In the years since Alice, it is clear that (1) software patents, and perhaps also some business method patents, are not going away, and (2) permissible scope of software patent claims – and certainly of business method patent claims – has been unquestionably curtailed since Alice.  And regardless of how you feel about the first two questions, surely it is a problem that the contours of patent-eligibility law remain painfully unclear.  But whether you agree or disagree with Judge Linn’s conclusions here, it is hard to disagree with the proposition that “the abstract idea exception is almost impossible to apply consistently and coherently.”

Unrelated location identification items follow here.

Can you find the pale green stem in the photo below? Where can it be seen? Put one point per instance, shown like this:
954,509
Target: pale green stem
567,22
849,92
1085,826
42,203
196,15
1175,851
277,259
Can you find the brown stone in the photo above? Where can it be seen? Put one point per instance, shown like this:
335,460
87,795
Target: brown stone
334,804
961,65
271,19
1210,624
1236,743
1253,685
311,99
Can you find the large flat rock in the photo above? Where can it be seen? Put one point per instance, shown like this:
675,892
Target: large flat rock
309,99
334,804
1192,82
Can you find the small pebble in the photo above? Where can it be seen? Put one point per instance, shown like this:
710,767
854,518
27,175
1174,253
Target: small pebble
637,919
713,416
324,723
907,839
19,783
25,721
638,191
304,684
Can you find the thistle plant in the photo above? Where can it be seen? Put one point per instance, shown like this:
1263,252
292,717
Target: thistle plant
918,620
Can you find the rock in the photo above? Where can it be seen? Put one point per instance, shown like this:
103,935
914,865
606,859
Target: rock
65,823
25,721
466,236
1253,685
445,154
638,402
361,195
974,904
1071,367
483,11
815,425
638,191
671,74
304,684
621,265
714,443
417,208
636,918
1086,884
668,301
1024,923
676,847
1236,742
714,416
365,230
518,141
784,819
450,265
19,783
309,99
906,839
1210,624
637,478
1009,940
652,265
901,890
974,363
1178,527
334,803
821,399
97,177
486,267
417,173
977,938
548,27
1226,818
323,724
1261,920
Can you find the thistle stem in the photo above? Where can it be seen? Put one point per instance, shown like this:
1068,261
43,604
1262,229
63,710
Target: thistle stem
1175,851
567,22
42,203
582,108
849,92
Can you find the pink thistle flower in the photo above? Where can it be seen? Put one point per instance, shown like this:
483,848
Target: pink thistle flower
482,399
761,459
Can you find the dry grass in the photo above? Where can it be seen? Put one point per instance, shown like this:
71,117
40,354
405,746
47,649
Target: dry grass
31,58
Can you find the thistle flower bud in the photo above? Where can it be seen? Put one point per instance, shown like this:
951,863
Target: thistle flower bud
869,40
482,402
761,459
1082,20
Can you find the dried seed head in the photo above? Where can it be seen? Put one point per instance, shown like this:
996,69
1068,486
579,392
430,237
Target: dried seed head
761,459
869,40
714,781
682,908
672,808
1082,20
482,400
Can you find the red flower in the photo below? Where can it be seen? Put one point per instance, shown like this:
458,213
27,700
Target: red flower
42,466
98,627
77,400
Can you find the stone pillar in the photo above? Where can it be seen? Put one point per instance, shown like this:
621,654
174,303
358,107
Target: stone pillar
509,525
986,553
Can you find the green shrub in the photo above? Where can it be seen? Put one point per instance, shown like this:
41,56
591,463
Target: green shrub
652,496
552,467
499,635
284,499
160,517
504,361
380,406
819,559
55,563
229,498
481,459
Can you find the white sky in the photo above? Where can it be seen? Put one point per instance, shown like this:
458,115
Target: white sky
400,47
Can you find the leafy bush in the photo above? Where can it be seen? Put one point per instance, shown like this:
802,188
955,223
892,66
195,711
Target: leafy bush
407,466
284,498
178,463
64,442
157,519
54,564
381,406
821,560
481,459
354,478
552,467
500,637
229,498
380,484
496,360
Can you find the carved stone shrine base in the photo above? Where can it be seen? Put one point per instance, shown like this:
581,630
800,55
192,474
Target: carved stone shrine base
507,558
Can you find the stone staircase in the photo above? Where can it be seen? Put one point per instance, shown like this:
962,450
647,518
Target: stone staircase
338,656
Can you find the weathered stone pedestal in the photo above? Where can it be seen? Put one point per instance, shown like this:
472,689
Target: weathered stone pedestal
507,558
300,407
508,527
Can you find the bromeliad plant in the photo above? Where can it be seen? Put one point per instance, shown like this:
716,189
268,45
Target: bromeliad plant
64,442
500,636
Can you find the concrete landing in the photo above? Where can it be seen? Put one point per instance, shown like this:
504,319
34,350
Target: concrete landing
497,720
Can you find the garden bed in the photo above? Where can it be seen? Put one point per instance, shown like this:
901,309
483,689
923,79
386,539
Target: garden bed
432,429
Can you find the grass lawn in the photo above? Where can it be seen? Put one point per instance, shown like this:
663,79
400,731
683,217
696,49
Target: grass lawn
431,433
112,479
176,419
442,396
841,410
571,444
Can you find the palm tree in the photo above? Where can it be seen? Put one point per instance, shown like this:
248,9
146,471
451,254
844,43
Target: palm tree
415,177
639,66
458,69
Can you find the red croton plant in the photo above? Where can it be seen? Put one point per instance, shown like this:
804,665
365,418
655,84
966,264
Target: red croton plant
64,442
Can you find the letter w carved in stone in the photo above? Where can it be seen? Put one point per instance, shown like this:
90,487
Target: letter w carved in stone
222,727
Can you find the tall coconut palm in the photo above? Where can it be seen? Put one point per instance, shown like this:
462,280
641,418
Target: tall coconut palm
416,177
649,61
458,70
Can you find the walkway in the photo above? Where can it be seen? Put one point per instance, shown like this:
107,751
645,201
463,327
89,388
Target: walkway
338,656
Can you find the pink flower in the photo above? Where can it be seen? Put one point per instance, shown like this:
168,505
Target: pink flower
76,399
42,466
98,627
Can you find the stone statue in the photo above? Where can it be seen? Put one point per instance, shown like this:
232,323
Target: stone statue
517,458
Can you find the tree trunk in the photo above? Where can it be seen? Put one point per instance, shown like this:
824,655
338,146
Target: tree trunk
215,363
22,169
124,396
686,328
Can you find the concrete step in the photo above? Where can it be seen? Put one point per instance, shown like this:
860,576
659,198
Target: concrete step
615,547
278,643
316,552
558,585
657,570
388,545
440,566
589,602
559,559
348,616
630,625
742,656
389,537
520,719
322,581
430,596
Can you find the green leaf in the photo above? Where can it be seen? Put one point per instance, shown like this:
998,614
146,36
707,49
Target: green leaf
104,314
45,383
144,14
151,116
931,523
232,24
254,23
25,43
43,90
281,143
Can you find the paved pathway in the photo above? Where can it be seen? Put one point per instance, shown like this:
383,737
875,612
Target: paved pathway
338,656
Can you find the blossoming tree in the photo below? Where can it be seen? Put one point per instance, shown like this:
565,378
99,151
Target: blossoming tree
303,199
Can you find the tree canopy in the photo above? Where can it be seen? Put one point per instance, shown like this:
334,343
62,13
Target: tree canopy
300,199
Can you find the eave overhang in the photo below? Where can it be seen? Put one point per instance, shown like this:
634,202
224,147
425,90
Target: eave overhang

Uncertainly forces clients to hedge, i.e., incur legal costs they may not really need to incur, both in filing patent applications and in positions they take in litigation.  These are real, and unnecessary, business costs that far exceed the usual uncertainty inhering in any legal proceeding.  Whatever the economic benefits of our patent system, these are offset by the erratic pendulum of patent-eligibility law that has erratically bobbed around at least since the Federal Circuit decided the State Street Bank case almost twenty years ago.

I am more and more wishing that proposals for legislative reform, such as the AIPLA Legislative Proposal and Report On Patent Eligible Subject Matter, and the IPO’s Proposed Amendments to Patent Eligible Subject Matter under 35 U.S.C. § 101, would get more traction.